Two weeks of intensive care helped reset her physical condition, but the experience meant she had to face changes to her life, both physically and mentally. Her treasured independence was suddenly lost when, for the first time in her life, she simply couldn’t manage on her own.
It was only after months of care and compassion from the Harbour Hospice community team, family and close friends that Colleen’s hope was gradually restored.
Blessed with wonderful neighbours, Colleen received daily visits and thoughtful care packages when she was at her lowest.
With the continued support of generous donors like you, Harbour Hospice can ensure that other patients like Colleen never have to face the future alone, without hope or a strong circle of support.
Colleen is now directing her hope and energy to maintaining and building positive friendships and connections and making the most of every day. Determined to stay active, she has returned to the golf course despite battling tiredness, headaches, and nausea.
Although her health is relatively stable and she once again cherishes her independent life, Colleen still receives regular calls from a hospice nurse, and she recently began attending Hospice’s Open Doors support programme.

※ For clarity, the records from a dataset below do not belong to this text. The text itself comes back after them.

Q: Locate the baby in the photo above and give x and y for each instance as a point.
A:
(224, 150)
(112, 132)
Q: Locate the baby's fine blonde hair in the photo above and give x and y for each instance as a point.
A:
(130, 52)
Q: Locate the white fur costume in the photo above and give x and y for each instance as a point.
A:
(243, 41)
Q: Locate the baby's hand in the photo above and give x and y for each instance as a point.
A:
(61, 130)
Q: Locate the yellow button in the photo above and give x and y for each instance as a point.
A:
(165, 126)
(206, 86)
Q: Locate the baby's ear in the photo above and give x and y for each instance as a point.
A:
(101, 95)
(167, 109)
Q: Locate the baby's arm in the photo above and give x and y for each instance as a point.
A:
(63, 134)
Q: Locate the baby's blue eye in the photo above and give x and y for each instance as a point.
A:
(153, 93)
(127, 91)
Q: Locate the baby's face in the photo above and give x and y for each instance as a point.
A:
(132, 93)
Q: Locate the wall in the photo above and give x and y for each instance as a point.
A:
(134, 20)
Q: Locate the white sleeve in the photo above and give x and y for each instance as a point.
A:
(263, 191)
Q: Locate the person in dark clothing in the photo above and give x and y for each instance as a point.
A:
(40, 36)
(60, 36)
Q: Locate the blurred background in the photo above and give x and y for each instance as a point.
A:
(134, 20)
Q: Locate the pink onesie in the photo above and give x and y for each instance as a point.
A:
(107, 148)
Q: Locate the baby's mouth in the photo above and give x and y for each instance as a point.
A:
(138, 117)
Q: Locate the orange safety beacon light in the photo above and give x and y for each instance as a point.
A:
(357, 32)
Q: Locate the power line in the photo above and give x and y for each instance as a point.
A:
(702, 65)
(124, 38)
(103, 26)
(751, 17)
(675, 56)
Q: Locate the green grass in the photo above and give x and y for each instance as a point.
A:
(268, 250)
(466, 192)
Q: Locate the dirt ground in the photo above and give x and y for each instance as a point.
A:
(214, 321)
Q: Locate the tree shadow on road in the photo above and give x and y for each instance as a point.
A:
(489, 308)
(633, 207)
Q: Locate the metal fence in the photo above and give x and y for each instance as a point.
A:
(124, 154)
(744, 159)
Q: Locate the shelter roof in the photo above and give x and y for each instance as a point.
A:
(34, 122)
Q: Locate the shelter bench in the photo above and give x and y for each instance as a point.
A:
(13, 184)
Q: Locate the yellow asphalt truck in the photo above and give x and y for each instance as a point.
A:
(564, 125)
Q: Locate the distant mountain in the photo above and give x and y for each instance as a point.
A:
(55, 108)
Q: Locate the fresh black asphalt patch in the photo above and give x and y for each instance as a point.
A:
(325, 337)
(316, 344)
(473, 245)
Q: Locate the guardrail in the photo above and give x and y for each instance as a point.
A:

Living on her own, Colleen is grateful for the ongoing contact with Hospice and knowing she can share her fears and frustrations. She treasures the unconditional acceptance she receives from every hospice team member, and the hope that she will be supported through each stage of her illness.
“Everybody knows someone who’s had cancer and they think they know what you’re going through, but they have no idea. The judgements and assumptions are hard to deal with.”
“There’s no judgement with Hospice, they’re always warm, friendly and available and that’s very reassuring to me.”
At Open Doors, Colleen met others who were going through their own troubles. No-one’s experience was the same, but they shared the common challenge of living with a life-limiting condition.
“Being with people who are in the same boat makes you feel as if no-one’s judging you. Noone’s giving you advice, but they will help you if you want it.”
One of the more surprising benefits of the support group was realising what she needed after hearing someone else in the group talking about their experience. “The hope and strength you gain by knowing you’re not the only person going through this is so important.”
We depend on the generosity of our community to fund Hospice support programmes that give hundreds of people like Colleen a safe place to connect with others and restore hope.